The
ministers too have their state dinners, where all important questions
are considered before they are submitted to the grand council of the
nation. The bishops dine in holy ~87~~conclave to benefit Christianity,
and moralize over Champagne on the immorality of mankind. The judges
dine with the lord chancellor on the first day of term, and try their
powers of mastication before they proceed to try the merits of their
fellow citizens' causes. A lawyer must eat his way to the bar, labouring
most voraciously through his commons dinners in the Temple or Lincoln's
Inn Halls, before he has any chance of success in common law, common
pleas, or common causes in the court of King's Bench or Chancery. The
Speaker's parliamentary dinners are splendid spreads for poor senators;
but sometimes the feast is infested with rats, whom his majesty's royal
rat-catcher immediately cages, and contrives, by the aid of a blue
or red ribband, to render extremely useful and docile.
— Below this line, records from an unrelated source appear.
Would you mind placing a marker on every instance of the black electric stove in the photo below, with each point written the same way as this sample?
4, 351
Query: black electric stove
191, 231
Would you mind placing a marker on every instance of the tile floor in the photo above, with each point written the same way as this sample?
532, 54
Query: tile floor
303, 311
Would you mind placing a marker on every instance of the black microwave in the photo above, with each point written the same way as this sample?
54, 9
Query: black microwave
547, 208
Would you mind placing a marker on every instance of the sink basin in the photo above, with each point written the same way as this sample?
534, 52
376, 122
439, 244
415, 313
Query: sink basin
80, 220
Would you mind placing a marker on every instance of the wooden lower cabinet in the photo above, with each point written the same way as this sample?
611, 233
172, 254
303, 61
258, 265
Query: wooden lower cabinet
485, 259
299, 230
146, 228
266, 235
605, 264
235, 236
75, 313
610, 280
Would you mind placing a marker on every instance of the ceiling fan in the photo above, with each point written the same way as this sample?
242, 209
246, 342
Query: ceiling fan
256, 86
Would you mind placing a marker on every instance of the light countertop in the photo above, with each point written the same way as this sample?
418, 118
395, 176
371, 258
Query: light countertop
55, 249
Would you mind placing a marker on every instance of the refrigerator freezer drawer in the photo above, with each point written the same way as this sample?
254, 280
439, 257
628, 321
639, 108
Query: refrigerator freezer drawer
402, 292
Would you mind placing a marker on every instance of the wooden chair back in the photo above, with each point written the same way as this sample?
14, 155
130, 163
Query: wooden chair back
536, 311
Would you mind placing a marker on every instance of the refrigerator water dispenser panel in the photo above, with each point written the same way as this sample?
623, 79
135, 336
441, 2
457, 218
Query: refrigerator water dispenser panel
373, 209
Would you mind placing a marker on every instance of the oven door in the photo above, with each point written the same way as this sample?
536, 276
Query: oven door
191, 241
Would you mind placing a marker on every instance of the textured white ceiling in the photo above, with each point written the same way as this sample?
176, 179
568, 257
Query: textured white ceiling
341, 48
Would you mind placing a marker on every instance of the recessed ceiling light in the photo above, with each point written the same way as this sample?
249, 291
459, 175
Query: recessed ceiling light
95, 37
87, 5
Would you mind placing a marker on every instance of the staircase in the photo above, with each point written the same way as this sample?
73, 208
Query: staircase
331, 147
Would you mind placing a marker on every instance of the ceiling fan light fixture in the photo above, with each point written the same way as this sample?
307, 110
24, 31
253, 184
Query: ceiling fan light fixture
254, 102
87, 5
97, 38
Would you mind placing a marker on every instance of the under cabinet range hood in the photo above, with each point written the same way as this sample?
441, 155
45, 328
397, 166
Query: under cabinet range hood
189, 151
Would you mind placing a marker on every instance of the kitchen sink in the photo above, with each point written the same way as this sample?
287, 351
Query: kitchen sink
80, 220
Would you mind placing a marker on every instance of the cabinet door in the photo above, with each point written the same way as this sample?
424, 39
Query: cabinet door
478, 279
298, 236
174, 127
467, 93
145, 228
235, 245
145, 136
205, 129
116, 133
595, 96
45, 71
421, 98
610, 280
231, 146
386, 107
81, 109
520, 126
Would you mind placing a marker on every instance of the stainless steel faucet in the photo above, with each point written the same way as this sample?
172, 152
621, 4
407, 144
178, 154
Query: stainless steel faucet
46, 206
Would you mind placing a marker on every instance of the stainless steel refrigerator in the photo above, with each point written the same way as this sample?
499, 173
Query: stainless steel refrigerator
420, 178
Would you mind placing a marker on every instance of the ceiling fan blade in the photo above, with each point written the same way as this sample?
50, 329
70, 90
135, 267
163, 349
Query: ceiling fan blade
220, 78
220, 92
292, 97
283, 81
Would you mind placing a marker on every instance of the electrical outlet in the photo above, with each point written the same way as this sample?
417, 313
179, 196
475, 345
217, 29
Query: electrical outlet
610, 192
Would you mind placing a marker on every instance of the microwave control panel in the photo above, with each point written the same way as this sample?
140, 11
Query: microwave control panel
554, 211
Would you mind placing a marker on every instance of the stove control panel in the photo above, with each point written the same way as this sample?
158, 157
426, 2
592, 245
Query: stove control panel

Your orthodox
ministers dine on tithes, turtle, and Easter offerings, until they
become as sleek as their own velvet cushions, and eke from charity to
mankind almost as red in the face from the ruby tint of red port,
and the sorrowful recollections of sin and death. The methodist and
sectarians have their pious love feasts--bachelor's fare, bread and
butter and kisses, with a dram of comfort at parting, I suppose.